China Will Tax Carbon, Mandates Industries Buy Insurance

After smog reached untenable heights in Beijing and other Chinese cities last month, China is moving forward on new rules to clean up the environment.

It is implementing a Carbon Tax and mandating that certain industries buy insurance to make sure funds are available to  pay for damages and to incentivize them to clean up their act.

Carbon Tax

China is in the midst of an extensive pilot on cap-and-trade and is now preparing to also begin taxing carbon, pushing up its plan to do so in 2015.

The Ministry of Finance announced that it will levy a tax on carbon emissions and that an "environmental protection tax" will replace pollutant discharge fees. Coal taxes will be raised and a tax will be levied on water consumption.

It is also considering a separate tax on the production of energy-intensive products like batteries and luxury goods such as personal aircraft. 

Insurance to Protect the Environment

Some of the most polluting industries must now buy insurance – mining, smelting, chemical factories and manufacturers of lead batteries and leather goods. Companies that make hazardous chemicals and petrochemicals will be "encouraged" to participate.

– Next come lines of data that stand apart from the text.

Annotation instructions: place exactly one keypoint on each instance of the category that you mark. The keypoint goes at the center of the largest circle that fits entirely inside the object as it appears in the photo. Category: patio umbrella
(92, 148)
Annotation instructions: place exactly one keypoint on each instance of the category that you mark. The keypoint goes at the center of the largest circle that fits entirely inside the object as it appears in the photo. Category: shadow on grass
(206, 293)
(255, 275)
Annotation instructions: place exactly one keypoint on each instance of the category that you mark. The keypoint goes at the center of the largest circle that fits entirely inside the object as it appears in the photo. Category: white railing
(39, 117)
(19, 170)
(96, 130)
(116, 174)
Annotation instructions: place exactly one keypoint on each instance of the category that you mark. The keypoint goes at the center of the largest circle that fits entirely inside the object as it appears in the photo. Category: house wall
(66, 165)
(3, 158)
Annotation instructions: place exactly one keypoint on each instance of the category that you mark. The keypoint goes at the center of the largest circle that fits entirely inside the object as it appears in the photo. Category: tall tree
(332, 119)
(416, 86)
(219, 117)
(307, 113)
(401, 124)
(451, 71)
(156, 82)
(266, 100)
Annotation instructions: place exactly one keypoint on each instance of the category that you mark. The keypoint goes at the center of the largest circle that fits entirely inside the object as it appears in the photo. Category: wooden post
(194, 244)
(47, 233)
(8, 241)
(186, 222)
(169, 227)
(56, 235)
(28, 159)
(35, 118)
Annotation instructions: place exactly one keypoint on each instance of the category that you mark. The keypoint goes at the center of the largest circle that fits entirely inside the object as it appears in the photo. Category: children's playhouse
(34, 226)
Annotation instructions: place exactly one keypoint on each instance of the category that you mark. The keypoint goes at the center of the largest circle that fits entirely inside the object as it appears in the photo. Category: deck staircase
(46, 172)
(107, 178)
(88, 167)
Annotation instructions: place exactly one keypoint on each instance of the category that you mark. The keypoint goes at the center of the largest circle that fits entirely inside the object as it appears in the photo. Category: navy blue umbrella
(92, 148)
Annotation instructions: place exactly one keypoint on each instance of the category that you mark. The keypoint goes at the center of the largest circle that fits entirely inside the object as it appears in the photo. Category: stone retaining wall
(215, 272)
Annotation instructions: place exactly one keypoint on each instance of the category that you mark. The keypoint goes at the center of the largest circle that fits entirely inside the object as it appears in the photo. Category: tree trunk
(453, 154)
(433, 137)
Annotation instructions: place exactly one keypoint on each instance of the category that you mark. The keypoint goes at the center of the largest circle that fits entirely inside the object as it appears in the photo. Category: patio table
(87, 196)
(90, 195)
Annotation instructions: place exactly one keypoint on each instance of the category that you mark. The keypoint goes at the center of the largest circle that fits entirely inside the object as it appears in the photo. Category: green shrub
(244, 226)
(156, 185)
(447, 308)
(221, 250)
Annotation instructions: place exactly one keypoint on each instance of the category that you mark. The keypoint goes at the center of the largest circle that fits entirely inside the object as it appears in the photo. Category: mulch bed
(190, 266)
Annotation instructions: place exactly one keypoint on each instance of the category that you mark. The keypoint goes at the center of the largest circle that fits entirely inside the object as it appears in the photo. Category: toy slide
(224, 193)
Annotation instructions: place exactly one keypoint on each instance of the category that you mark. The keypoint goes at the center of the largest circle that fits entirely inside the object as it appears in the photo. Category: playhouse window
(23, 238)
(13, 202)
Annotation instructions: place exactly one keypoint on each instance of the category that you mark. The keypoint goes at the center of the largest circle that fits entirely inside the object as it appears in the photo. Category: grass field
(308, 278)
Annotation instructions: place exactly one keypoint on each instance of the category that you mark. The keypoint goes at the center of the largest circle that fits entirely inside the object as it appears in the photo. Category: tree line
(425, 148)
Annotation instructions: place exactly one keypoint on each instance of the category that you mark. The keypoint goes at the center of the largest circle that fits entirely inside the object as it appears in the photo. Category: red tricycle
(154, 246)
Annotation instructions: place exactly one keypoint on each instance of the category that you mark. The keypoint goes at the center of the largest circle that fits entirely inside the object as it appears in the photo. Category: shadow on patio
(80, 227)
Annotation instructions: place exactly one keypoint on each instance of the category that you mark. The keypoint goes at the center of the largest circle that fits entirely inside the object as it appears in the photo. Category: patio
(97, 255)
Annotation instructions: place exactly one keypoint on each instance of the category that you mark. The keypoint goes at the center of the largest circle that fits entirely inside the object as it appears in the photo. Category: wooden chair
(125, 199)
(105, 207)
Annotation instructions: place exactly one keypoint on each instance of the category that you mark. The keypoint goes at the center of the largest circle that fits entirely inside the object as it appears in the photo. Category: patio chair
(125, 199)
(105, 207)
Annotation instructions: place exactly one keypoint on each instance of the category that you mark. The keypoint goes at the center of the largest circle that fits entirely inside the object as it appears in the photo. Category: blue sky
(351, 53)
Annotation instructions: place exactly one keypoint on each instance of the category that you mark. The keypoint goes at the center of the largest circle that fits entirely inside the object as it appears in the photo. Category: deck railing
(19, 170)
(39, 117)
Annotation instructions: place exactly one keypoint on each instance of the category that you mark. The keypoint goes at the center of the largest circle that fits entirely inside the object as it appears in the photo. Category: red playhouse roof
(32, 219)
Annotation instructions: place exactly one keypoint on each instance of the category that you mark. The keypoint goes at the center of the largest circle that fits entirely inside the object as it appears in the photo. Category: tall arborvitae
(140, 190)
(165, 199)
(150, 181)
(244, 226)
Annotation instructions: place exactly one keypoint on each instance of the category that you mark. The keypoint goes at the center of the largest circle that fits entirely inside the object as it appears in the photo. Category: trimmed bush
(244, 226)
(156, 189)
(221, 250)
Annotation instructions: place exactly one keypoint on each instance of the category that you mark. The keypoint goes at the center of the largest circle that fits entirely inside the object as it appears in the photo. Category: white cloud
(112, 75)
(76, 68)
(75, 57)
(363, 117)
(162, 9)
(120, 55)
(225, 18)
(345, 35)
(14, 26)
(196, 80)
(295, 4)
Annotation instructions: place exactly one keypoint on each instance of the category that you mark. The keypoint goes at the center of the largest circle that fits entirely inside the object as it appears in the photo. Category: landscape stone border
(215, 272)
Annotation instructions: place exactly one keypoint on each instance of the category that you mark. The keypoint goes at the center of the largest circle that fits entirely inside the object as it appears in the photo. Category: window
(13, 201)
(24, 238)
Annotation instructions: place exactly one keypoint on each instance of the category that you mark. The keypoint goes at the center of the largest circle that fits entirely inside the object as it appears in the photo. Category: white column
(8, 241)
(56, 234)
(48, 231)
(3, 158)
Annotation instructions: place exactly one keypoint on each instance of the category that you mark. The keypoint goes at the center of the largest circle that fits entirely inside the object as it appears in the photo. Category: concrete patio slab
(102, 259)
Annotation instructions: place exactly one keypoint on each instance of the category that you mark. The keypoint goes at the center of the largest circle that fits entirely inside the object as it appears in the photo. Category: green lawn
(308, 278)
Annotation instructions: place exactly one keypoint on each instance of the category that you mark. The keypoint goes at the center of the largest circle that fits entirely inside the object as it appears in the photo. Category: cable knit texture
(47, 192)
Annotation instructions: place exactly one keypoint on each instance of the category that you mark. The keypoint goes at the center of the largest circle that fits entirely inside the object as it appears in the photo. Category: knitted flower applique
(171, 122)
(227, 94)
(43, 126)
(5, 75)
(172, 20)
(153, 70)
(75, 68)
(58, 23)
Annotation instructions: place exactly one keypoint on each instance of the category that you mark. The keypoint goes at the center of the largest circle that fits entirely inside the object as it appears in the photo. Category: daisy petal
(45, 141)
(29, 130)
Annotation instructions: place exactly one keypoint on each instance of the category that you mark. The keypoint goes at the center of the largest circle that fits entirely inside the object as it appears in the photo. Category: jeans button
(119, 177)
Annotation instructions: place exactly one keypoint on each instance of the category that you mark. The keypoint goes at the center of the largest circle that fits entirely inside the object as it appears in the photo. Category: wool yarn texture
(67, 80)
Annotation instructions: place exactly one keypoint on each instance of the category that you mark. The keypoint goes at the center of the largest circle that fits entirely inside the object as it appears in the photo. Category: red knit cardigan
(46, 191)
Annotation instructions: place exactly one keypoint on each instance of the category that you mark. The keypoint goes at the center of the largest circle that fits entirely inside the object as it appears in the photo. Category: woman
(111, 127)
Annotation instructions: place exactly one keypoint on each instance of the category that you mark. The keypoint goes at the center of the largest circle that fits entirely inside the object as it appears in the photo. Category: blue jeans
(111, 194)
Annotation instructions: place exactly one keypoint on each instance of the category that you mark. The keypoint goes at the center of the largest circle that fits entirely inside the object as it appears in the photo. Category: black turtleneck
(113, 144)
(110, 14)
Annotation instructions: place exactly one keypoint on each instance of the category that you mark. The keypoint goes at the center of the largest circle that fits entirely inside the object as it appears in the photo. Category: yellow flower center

Those that pay for the insurance will have access to set aside environmental protection funds and will be favored by banks when they need loans. On the other hand, companies that don’t comply may get their credit downgraded and receive negative environmental impact assessments, reports  Reuters.

A pilot program has already been tested that covers 2,000 companies, underwriting $3.21 billion in risk.

"Using the tool of insurance … is conducive towards pushing companies to raise their environmental risk management and reduce incidents of polluting accidents," the government says.

"Pollution has become a core concern for the stability-obsessed ruling Communist Party because of the public anger and protests it generates and because the issue cannot easily be hidden from view," notes Reuters.

In January, the government said it would close 66 highly polluting companies this year and 1200 over the next five years, mostly foundries, chemical plants and furniture factories. It also plans to introduce environmental inspections in key industries to make sure emissions are reduced.

And Hong Kong announced it would give $1.3 billion in subsidies to retire old diesel vehicles such as buses and trucks that lead to over 3,000 premature deaths a year from smog. In his first policy speech since taking over, Chief Executive Leung Chun-ying promised to cut soot emissions 80%.

All that soot is also called black carbon, a leading climate change forcer.